In concept, any non-elastic material wrapped circumferentially around a limb and tightened should be able to generate enough pressure to occlude arterial flow and act as a tourniquet. Although there are numerous tourniquets on the market that aren’t counterfeit (a copy claiming to be an actual named device, like some of the airsoft ‘toy’ tourniquets many have seen) most commercially available tourniquets remain unproven.
Without human volunteer testing, verifying occlusion of arterial flow, how do we know the device actually does what it claims? Multiple factors go into successful tourniquet application: usability by the applier, perceived pain of application to the casualty that might get the applier to place the device looser than necessary, the ability of the device to generate adequate pressure on a given limb, the ability of the device to hold pressure, etc.
It is now commonplace to use a computerized model to test tourniquets. Although testing tourniquets on a computerized model provides repeatability in an experiment (if the device is designed with that in mind) it doesn’t tell us anything about the tourniquet’s actual success rate or efficacy on a human.
Many manufacturers simply copy existing successful tourniquet designs and change a detail or two to avoid patent infringement. However, unless the new tourniquet is also human tested, how do we know the changes aren’t detrimental to the device’s performance?

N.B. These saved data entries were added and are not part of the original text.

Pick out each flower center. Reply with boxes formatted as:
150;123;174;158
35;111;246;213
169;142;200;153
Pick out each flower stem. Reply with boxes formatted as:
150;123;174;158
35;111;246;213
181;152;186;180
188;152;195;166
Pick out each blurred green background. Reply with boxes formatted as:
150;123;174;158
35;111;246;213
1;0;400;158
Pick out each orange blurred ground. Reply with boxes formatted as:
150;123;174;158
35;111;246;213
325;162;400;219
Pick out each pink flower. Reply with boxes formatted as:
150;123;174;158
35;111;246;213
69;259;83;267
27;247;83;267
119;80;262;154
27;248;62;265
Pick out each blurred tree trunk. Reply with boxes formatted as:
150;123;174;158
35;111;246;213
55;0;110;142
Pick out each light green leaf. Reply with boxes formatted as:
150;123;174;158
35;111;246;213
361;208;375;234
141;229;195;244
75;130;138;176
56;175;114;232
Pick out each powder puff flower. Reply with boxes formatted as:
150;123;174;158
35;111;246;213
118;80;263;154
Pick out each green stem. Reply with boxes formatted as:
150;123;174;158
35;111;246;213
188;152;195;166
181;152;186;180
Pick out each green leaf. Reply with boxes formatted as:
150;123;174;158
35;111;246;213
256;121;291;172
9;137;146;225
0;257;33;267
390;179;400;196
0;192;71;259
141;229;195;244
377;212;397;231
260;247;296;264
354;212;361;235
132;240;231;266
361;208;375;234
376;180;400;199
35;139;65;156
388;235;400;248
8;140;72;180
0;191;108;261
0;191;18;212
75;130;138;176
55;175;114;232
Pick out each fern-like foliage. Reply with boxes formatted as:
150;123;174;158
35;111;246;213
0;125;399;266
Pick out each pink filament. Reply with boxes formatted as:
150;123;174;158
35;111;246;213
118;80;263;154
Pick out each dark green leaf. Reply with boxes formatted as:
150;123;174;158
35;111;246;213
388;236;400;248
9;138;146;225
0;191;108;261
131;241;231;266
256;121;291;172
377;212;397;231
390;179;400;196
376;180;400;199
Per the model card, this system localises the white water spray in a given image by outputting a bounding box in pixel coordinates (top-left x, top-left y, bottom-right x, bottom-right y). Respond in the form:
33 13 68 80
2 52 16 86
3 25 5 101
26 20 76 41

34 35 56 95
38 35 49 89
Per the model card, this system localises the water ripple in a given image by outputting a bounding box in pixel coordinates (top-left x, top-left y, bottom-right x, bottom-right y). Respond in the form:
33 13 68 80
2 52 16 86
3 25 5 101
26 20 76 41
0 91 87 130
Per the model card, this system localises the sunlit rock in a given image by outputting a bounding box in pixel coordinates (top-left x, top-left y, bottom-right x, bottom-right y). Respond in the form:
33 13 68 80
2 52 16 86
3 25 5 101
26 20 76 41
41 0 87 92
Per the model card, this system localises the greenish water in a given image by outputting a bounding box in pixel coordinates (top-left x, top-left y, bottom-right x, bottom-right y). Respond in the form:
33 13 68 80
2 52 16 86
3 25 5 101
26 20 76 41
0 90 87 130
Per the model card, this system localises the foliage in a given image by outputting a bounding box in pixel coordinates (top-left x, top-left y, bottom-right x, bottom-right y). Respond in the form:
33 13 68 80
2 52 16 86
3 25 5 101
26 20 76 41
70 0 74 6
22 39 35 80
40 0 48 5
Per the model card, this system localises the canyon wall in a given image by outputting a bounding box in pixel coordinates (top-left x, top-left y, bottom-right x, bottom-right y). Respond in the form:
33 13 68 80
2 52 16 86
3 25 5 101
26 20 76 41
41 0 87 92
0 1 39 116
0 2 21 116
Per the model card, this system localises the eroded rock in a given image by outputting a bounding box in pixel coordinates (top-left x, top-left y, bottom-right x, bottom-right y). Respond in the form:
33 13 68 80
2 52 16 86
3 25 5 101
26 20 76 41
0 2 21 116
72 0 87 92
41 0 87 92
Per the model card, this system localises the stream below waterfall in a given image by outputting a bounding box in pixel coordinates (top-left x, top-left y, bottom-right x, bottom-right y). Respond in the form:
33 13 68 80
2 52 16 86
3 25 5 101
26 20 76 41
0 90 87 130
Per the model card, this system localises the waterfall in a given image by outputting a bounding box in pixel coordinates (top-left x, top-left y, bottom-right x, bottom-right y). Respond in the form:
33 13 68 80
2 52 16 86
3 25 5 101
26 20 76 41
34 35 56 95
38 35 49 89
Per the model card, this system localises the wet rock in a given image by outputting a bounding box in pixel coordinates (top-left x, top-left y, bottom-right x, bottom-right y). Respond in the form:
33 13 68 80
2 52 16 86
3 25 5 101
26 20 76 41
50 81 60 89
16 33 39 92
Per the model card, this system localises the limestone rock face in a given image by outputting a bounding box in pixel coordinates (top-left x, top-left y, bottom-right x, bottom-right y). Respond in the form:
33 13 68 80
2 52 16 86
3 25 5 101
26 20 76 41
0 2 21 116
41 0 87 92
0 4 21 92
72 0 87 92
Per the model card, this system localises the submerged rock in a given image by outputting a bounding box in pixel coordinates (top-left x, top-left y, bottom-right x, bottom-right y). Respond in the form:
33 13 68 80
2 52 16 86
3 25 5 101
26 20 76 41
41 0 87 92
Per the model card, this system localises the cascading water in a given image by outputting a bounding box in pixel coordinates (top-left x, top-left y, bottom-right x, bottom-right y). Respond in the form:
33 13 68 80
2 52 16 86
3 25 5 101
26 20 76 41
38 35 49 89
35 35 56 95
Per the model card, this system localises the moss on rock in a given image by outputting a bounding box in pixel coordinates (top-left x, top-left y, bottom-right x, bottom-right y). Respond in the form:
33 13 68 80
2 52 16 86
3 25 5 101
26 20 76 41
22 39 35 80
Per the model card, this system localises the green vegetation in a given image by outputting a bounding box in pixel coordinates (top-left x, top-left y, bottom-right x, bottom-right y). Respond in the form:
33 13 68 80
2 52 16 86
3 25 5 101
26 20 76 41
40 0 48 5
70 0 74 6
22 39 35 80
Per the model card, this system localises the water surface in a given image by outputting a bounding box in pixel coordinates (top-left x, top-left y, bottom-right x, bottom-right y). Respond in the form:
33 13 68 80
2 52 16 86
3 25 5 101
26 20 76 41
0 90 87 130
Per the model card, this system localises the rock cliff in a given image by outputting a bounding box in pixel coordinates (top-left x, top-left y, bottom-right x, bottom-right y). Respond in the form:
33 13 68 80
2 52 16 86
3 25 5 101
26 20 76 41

One such tourniquet is the Recon Medial tourniquet. In form it appears very similar to a CAT tourniquet but has a thumbhole on the circumferential band and a metal windlass/rod. This device is becoming fairly common. Recently we have seen them placed in commercial active shooter medical bags and in a local high school. Unfortunately, there is no evidence they work. Admittedly, that also means there is no evidence that they don’t. The strongest evidence the manufacturer can provide upon repeated inquiries is that four members of the National Tactical Officers Association (NTOA) have played with the device (but not performed any scientific testing or doppler applications) and liked it. Although NTOA is a great organization for dissemination of information among tactical law enforcement officers and historically very supportive of Tactical Emergency Medical Support for tactical teams, four SWAT officers looking at the device and thinking it seems ok, is not evidence of efficacy.
Be careful where your medical advice comes from. We prefer science over speculation.